On the other hand, the collaborative service capabilities of TCM and Western medicine continue to improve. More than 90% of public general hospitals at Grade II and above have established TCM clinical departments. For the first time nationwide, 62 "flagship" hospitals and 559 "flagship" departments for TCM and Western medicine collaboration have been selected, creating model examples of this integration. Many well-known hospitals, such as Peking Union Medical College Hospital, West China Hospital of Sichuan University, and Peking University First Hospital, are leading and promoting this work. Focusing on major and difficult diseases that seriously affect people's health, such as severe pancreatitis, chronic stable coronary heart disease, and cancer, efforts have been made to tackle these issues through collaboration between TCM and Western medicine. The combined treatment of TCM and Western medicine has significantly improved clinical efficacy. To date, we have promoted the release of the first batch of 52 clinical diagnosis and treatment plans integrating TCM and Western medicine, and over 150 new clinical cooperation projects focusing on major and difficult diseases have been selected. We are actively exploring new ideas, methods, and models that integrate TCM and Western medicine for disease prevention and treatment. This allows us to offer the public more effective treatment plans that combine the advantages of both approaches.
At the same time, we're strengthening the role of professionals trained in both TCM and Western medicine. In collaboration with the Ministry of Education, we're piloting a nine-year integrated TCM and Western medicine education program and introducing mandatory TCM courses in undergraduate clinical medicine curricula. We're actively promoting TCM education for Western medicine practitioners. At the national level, we've launched high-level training initiatives, including the New Era Advanced Talent Program for Western medicine practitioners learning TCM. At the provincial level, we are also conducting specialized TCM training programs for Western medicine practitioners. To date, over 220,000 individuals have participated in these programs, significantly expanding our pool of integrated medicine talent. A notable example is Tu Youyou, the 2015 Nobel Laureate in Physiology or Medicine, who was an outstanding representative of China's first class of Western-trained doctors studying TCM.

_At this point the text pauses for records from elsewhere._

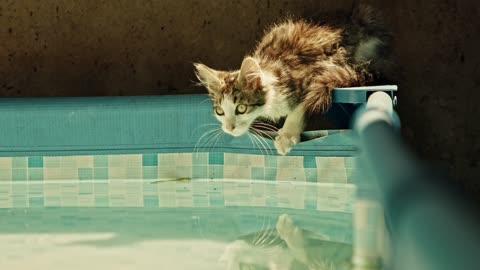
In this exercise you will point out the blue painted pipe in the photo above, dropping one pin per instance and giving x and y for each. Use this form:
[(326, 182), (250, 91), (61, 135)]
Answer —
[(432, 225)]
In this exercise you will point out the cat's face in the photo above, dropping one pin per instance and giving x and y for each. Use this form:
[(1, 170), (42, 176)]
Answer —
[(238, 97)]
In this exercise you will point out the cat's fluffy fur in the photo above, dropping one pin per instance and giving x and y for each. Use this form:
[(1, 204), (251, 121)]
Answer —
[(292, 73)]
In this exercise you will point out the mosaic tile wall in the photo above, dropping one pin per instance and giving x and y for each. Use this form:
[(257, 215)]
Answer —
[(126, 180)]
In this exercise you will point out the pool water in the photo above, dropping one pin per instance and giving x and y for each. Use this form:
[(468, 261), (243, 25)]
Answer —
[(146, 238)]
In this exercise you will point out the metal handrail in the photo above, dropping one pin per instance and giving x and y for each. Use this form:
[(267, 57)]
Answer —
[(432, 225)]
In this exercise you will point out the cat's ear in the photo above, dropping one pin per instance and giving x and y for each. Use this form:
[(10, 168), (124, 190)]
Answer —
[(208, 77), (250, 76)]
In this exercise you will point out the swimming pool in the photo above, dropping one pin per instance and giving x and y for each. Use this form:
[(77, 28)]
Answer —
[(175, 233), (127, 182)]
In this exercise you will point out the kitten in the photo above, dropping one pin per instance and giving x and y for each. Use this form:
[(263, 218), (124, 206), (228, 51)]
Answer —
[(292, 73), (287, 247)]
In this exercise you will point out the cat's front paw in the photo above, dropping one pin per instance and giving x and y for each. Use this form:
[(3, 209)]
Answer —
[(285, 141)]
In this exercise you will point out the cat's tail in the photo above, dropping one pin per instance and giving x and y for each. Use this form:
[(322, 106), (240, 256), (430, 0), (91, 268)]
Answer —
[(318, 97)]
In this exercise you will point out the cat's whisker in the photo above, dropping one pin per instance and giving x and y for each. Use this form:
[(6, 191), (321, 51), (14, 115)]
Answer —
[(205, 100), (218, 139), (273, 239), (257, 236), (266, 134), (213, 138), (266, 236), (255, 142), (207, 136), (272, 127), (261, 146)]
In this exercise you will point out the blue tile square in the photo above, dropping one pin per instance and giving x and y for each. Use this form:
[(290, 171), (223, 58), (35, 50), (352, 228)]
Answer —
[(310, 204), (36, 202), (35, 174), (350, 162), (200, 171), (102, 201), (35, 162), (271, 161), (100, 173), (215, 158), (5, 174), (200, 201), (150, 159), (35, 190), (217, 201), (85, 189), (311, 175), (150, 172), (101, 189), (309, 162), (19, 162), (270, 173), (19, 174), (100, 161), (150, 201), (215, 171), (200, 159), (258, 173), (85, 173)]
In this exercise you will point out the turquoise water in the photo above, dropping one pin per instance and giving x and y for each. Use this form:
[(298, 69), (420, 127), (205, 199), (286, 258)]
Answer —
[(144, 238)]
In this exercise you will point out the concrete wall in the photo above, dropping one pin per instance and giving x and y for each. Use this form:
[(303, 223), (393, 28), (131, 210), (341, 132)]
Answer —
[(139, 47)]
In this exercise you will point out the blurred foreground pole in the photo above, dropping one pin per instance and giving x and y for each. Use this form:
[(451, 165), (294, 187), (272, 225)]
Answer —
[(432, 225)]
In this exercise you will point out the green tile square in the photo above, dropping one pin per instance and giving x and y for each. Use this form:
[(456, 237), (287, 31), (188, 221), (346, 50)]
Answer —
[(150, 201), (309, 162), (350, 162), (134, 173), (150, 172), (270, 173), (5, 174), (101, 189), (150, 159), (85, 188), (35, 174), (215, 171), (216, 158), (100, 161), (50, 162), (200, 171), (271, 161), (35, 162), (100, 173), (85, 173), (258, 173), (36, 202), (311, 175), (102, 201), (200, 159), (35, 190), (19, 162), (19, 174)]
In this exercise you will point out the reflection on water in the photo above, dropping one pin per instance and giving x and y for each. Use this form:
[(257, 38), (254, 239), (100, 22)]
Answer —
[(175, 238)]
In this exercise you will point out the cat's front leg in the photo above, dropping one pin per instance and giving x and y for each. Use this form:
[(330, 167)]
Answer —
[(289, 134)]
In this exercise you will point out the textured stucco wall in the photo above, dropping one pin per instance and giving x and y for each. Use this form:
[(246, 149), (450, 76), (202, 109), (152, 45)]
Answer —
[(125, 47)]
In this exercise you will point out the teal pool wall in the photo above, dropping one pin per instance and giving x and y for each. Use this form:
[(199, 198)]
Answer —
[(106, 151)]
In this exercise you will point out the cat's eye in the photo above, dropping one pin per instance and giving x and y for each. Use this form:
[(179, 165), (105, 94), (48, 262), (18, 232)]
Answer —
[(241, 109), (219, 110)]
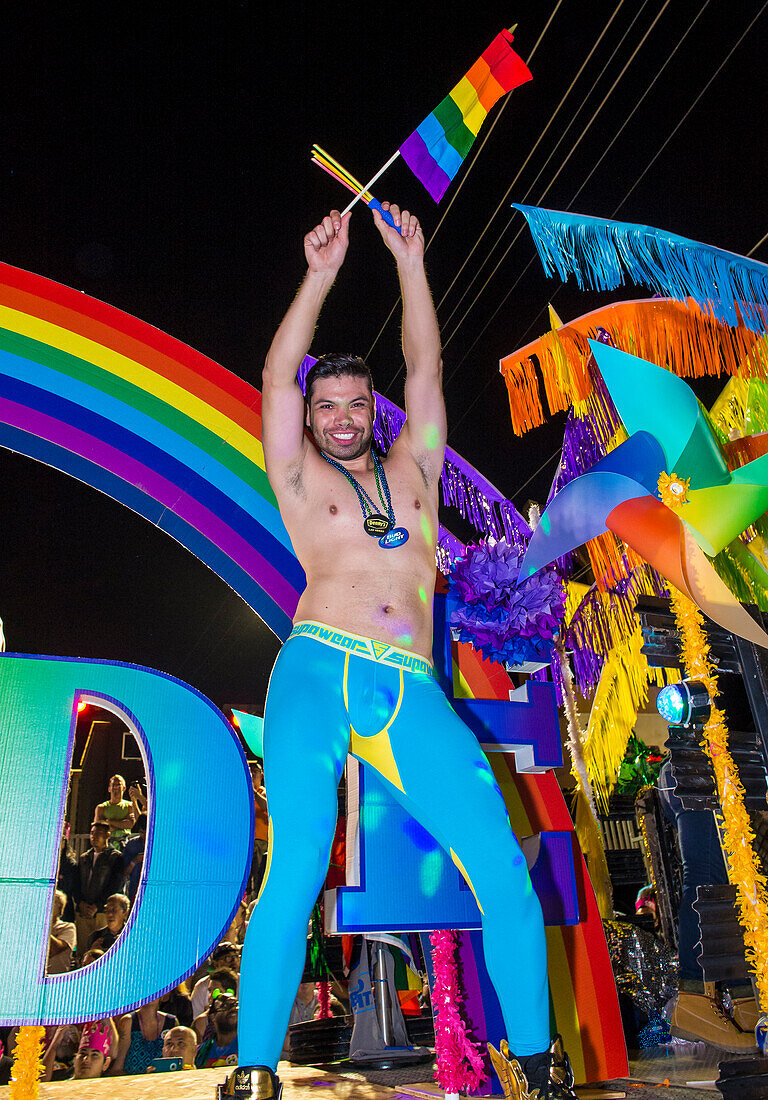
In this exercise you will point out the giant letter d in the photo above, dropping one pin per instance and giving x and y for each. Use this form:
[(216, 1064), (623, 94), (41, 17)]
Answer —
[(198, 842)]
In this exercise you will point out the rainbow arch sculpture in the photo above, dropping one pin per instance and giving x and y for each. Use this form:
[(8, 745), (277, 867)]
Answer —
[(140, 416), (151, 422)]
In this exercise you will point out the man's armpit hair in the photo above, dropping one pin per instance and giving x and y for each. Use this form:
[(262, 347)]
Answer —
[(294, 480)]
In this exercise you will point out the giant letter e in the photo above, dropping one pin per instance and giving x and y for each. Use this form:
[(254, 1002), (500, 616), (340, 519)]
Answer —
[(198, 842)]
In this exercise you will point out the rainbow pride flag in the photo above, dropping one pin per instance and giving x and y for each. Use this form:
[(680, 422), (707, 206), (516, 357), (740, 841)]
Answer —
[(436, 150)]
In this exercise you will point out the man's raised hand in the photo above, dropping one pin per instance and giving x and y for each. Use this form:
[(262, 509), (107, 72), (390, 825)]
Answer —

_ueditor_page_break_tag_CCTV:
Deepening the reform of public hospitals with a focus on public welfare is a top priority among the various tasks of health care reform. How should we interpret the concept of public welfare in this context? How can we ensure public welfare while also motivating medical staff? Thank you.
Lei Haichao:
Thank you for your question. I'll address this. Public medical institutions form the backbone of China's health care system. They handle over 80% of the country's annual outpatient and emergency visits. Their role is even more prominent in inpatient services. As a result, the public trusts and prefers these institutions for medical treatment. Therefore, ensuring and enhancing the public welfare aspect of these institutions is a matter of concern for the whole society and a key task of medical reform. The third plenary session of the 20th CPC Central Committee has provided clear directives on safeguarding and improving the public welfare role of these institutions. We can understand and implement these directives from four perspectives.
First, the third plenary session of the 20th CPC Central Committee emphasized adhering to a public welfare orientation. As the primary providers of health care services, public medical institutions must always prioritize public welfare. This focus on public welfare should be prominent in hospital management, development strategies, macro-level planning, and government investment.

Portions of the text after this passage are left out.